Monday’s special council meeting, the one about the noxious business park that the county wants to push on us, was a disappointment; for several reasons:
1. The surprise announcement by Mayor Wait that he was limiting speakers from the audience to 60 seconds and then only if they had a question.
2. Despite the prodigious work that Councilman Mike Combest has put into this, both he and councilwoman Michelle Barson, the other councilor assigned as liaison to the county, continue to pitch that all the negatives will disappear by virtue of special zoning….
3….even after both the legal counsel and the county’s representatives made clear that such zoning requires a quasi-legal procedure which is unlikely to happen soon and cannot be depended on to happen at all.
4. The closed eye to the elephant in the room: that even if such zoning were in place, the traffic count on Lewisville-Clemmons Road is projected to jump by thousands of vehicle-trips each day.
The county evidently has presented us with a Hobson’s choice: participate or not. We certainly should choose not to be left out. Applause filled the room when Councilman Wrights declared that this development flies in the face of everything that Clemmons is about. Perhaps all the councilors and Mayor Wait will listen to their constituents and participate as a voice for us that speaks to power.

— Al Harbury,
Clemmons

Let there be light

I read with interest a magazine article that tried to answer the question, “Since God didn’t create the sun until day four, that means the first three days had no sun.” The Bible says God separated the light from the darkness on the first day. I have spent my entire life studying electronics and geology. The answer to that question is a simple one for me. He and the Bible are correct in that there was no sun for the first three days.

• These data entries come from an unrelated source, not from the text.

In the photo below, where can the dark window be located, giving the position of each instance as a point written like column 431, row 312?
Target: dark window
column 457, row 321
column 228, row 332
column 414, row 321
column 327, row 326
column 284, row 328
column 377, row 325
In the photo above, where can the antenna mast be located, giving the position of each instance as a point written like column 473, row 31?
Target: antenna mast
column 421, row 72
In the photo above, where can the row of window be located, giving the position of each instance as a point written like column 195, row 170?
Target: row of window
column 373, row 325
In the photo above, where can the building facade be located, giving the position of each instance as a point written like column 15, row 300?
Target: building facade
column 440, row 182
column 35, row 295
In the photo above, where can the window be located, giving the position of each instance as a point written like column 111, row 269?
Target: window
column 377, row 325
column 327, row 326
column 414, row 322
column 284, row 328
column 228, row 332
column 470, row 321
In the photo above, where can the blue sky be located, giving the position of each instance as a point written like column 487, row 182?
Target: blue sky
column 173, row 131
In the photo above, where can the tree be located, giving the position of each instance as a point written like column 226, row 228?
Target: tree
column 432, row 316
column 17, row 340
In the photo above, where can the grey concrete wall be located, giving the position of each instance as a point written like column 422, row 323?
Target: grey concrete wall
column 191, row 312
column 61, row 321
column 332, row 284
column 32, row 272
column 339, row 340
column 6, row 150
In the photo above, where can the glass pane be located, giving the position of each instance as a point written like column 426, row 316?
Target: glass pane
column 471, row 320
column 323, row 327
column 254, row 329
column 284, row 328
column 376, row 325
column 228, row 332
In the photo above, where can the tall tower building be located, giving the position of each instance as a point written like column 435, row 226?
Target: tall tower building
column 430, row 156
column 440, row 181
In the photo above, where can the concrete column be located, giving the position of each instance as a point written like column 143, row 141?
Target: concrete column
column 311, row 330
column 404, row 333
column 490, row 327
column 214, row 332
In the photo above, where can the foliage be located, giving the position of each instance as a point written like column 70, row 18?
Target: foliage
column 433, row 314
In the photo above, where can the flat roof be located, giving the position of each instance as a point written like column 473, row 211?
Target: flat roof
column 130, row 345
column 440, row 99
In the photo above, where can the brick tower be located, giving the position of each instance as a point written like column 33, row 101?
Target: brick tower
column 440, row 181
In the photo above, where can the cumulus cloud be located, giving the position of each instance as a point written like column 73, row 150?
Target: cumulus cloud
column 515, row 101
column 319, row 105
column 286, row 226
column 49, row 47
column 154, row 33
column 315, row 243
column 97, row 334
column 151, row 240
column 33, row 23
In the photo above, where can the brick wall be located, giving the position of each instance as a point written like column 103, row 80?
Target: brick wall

You do not need a sun to have light. All you need are some electrons flying around hitting fluorescent elements and they will produce light. This is observable today when you see a fluorescent lamp glow. A cathode is heated. It gives off electrons which collide with the coating (it’s poisonous) on the inside of the fluorescent tube. The bombardment by the electrons provides light which uses the phosphor to emit light.

Other examples are an oscilloscope where electrons emitted from a cathode strike the coating on the inside of an oscilloscope and give off light. An example of a coating is zinc beryllium silicate. Different compounds give different colors. Another example is your TV set. There electrons from a heated cathode strike the coated screen and give off light. See — no sun is needed to have light. That is fact — not a theory.